Yesterday, I had lunch with Mark who is one of my advisors. Lunch started with a typically casual conversation about family, friends and upcoming vacation plans. Then we quickly covered all the tactical topics like traction, marketing, strategic partnerships and of course money. It was a typical advisor meeting until we started to talk about the team. I asked a question that changed Mark’s demeanor and the tone for the rest of our meeting.
Knowing the team’s makeup may help pull the question into perspective. My core team is basically the same core team from my last startup. But I also need field experts so I formed an extended team.
An important skill for any successful founder is the ability to bring on people smarter than yourself. The problem is that you end up surrounded by people smarter than yourself.
The core and extended team are made up of Ph.D.’s, scientific researchers, and alums from schools like Thunderbird and Stanford. All of them are at the top of their game. Me? Well, I have… I have no pedigree of note. Once, I was a side bar in HBR. But these guys, they are all published. My point is, when you bring in people smarter than yourself you are never the smartest person in the room.
Almost daily I have conversations with the team that frankly goes over my head. That does not excuse me from the need to understand what they are saying or what it is that motivates them. I need to understand because I have to communicate across the team — effectively.
What I asked Mark was this, “How can I best lead when I don’t understand all the facts?” Mark sat back in his chair, folded his arms and looking directly at me said, “Now, you are sounding like a CEO.”
That just great… I “sound” like a CEO. But a CEO is a hard leadership position (read manager) and what I need is to know how to offer soft leadership (read coach) to a highly skilled and experienced team. His response was, “EXACTLY!”
Mark then said one the most humbling thing I have ever heard. “Dave,” he said, “they believe in you and in your vision. They believe it will change lives. You need to believe it as much as they do.”

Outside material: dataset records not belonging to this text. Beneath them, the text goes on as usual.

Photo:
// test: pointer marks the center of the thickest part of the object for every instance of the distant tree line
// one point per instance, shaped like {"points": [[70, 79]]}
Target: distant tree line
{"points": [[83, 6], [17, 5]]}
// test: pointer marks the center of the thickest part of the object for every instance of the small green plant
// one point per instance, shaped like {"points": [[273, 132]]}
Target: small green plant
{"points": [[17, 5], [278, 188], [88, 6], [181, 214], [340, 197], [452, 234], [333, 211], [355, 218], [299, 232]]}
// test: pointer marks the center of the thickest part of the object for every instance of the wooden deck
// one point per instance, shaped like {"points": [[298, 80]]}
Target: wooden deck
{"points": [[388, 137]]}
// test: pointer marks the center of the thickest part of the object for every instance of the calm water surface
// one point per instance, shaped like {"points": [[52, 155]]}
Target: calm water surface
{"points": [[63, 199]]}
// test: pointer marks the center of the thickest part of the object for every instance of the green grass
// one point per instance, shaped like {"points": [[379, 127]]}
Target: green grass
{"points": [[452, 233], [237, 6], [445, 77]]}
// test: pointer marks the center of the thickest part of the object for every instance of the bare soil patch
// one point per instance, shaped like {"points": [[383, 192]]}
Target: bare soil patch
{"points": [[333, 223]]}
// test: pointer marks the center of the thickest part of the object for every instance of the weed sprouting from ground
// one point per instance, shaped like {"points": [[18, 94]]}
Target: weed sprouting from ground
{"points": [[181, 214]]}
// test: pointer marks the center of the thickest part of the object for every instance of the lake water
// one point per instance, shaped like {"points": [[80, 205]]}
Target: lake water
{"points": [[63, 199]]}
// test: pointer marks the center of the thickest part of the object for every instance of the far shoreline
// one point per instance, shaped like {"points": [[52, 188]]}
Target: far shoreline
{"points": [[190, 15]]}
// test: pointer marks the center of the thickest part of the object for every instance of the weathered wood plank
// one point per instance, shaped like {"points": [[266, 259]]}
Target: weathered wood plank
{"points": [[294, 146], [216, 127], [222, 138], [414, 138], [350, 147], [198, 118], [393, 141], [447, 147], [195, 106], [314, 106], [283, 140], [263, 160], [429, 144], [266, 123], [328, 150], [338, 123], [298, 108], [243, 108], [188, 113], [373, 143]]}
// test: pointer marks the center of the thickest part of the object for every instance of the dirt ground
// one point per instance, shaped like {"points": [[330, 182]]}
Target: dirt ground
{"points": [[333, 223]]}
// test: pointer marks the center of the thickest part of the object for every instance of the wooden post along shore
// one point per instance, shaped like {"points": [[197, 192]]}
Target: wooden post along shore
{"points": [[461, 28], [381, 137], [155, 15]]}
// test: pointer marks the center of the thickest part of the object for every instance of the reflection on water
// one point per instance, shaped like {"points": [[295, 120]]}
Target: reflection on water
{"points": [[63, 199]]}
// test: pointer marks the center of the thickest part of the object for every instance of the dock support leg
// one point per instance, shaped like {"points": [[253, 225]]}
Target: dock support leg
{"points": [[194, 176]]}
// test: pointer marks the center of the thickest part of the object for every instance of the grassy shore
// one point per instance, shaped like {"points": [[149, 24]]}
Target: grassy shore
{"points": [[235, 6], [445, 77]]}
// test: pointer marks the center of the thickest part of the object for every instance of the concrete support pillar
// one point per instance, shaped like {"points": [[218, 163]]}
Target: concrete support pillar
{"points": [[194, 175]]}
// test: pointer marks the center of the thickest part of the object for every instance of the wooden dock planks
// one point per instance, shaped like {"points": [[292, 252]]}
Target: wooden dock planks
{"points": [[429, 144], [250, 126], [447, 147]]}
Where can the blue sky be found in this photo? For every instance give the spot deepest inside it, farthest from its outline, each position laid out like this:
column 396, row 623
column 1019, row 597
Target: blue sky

Mark spent another 30 minutes making his case.
The market problem is crystal clear. The solution and technology works. Early use has proven people will buy it. There is market demand for it. The long term potential is huge. I have formed partnerships with industry leaders and even received an offer to buy out the company pre-launch. I know that it is going to work, because it is working. The point Mark was making is that I needed to believe it. I needed to have faith. And faith is very different from knowing.
The challenge for anyone leading a team, (and I mean leading, not managing) is to be out front. To set the vision. To set the direction. To establish priorities. To keep walking, especially when things get bogged down. To pick up team members who are down and to give encouragement every step of the way. To find the YES when everyone is saying NO. In turn, your team puts trust in you. The only way to build that trust is through open, honest and respectful communication.

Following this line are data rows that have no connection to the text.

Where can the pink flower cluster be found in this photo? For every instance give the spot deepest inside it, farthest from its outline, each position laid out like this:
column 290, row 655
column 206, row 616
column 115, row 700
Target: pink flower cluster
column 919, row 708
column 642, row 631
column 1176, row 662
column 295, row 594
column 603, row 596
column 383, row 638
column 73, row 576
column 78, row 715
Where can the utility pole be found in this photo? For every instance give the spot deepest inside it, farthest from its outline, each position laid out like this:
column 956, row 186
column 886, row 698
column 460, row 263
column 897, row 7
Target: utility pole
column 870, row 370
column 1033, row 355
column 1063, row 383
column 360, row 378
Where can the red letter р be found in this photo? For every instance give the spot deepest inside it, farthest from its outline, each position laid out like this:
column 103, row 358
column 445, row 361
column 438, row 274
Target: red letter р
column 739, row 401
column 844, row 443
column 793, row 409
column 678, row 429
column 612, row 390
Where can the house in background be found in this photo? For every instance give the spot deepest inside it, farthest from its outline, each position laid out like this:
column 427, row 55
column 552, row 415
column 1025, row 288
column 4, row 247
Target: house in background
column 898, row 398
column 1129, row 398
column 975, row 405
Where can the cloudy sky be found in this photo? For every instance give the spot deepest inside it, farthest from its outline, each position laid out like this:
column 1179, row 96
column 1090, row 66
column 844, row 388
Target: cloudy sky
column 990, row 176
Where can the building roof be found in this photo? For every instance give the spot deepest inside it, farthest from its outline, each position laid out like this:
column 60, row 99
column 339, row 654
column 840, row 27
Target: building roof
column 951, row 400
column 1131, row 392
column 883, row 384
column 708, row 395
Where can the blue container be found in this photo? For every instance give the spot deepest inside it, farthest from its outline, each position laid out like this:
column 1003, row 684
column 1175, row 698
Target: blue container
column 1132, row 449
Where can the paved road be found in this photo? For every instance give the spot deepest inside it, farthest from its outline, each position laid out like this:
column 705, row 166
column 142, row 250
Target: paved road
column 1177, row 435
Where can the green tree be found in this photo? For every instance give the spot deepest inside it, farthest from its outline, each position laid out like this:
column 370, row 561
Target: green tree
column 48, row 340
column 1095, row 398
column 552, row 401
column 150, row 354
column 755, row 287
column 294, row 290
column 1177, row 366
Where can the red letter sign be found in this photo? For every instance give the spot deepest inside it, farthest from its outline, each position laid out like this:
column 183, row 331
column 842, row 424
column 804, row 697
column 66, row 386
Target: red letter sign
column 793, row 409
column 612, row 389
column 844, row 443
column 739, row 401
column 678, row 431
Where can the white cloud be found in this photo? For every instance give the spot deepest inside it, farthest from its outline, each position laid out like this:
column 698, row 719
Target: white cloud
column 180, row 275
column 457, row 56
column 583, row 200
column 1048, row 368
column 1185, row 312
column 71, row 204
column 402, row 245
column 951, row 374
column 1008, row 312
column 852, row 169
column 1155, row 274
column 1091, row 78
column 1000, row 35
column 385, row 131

A lot of my time is managing tasks; collecting them, assigning them and just making sure they get done. But my real job is to lead. So when I have a Ph.D debating things I really don’t understand I can’t manage them. I don’t have the background or knowledge to even participate. What I need to do is lead.
I listen to how things are said and what is not said. I watch body language to see how others respond. I monitor debates and encourage discussions. I Look for passion and I look for compassion.

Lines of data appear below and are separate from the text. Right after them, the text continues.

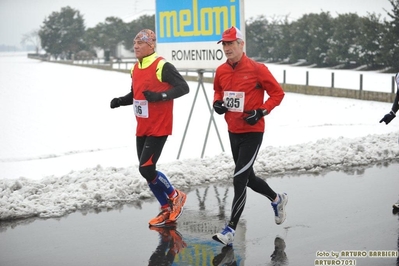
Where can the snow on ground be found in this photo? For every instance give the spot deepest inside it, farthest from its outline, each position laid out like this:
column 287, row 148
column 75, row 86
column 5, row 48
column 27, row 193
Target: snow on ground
column 63, row 149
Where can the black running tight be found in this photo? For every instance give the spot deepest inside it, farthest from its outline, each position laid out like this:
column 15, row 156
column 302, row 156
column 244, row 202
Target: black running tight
column 245, row 148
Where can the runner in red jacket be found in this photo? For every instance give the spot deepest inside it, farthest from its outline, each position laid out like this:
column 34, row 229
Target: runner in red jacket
column 240, row 85
column 155, row 83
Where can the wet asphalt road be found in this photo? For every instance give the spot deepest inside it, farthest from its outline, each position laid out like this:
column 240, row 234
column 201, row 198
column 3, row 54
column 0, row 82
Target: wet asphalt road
column 328, row 215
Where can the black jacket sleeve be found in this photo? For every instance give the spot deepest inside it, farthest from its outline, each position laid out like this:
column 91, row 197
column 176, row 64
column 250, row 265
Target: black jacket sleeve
column 173, row 77
column 127, row 99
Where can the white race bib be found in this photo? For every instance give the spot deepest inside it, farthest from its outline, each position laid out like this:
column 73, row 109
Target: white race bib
column 141, row 108
column 234, row 100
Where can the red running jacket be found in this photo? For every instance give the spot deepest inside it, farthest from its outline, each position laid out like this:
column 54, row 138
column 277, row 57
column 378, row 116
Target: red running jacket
column 153, row 118
column 242, row 87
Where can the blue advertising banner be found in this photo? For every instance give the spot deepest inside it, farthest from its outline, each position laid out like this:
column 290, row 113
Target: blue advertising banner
column 195, row 20
column 188, row 30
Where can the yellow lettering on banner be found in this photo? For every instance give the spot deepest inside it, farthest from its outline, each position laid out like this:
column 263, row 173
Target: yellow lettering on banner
column 185, row 20
column 167, row 16
column 200, row 26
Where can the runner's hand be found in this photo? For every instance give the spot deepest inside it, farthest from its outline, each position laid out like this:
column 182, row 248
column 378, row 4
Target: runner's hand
column 254, row 116
column 388, row 117
column 116, row 102
column 153, row 96
column 219, row 107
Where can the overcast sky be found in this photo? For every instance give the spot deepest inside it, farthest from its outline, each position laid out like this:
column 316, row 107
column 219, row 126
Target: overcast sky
column 19, row 17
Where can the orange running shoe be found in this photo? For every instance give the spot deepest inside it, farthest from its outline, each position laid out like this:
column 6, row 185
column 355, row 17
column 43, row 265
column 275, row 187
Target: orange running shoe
column 177, row 206
column 161, row 218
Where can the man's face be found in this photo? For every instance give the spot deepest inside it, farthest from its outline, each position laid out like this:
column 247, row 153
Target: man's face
column 233, row 50
column 142, row 49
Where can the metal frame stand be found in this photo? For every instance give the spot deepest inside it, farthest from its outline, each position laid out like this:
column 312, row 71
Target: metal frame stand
column 211, row 119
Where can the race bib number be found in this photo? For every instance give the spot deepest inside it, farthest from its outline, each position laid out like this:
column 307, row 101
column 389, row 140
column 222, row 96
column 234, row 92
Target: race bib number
column 234, row 101
column 141, row 108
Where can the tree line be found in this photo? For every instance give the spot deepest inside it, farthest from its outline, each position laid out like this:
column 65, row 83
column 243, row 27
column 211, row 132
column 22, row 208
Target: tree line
column 344, row 41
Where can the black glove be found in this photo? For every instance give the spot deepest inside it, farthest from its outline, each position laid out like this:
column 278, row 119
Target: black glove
column 254, row 116
column 153, row 96
column 219, row 107
column 388, row 117
column 116, row 102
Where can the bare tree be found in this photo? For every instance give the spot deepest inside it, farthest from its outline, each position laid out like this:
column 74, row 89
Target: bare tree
column 32, row 38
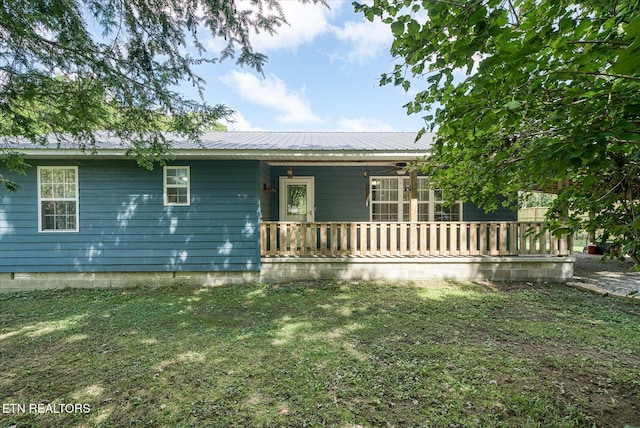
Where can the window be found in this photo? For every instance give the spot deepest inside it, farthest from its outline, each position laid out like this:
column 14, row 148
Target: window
column 58, row 198
column 390, row 201
column 177, row 185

I am still learning that a founder’s job is. Every time I think I know it I end up learning something new. There isn’t a school that teaches “foundership”. It is all on the job training.
What I have learned is this; A founder’s job is to first set the vision. Second, to have faith in yourself and faith in the team. Third, create a culture of open, respectful and honest communication to make it all happen.
A founders job is not to be skilled in every task that needs to get done. It is to find people who have those skills, help them to believe in the vision, join the team and to accept the culture.
When the path is unclear or skills are missing it is then the founders’ job to forge ahead and discover new paths and ways to get things done. In turn the team will grow to trust you. That level of trust requires that you first have faith in yourself.
Sharing a vision, having faith and cultivating a culture is the hard part. In comparison, getting a product to market and growing a business is easy.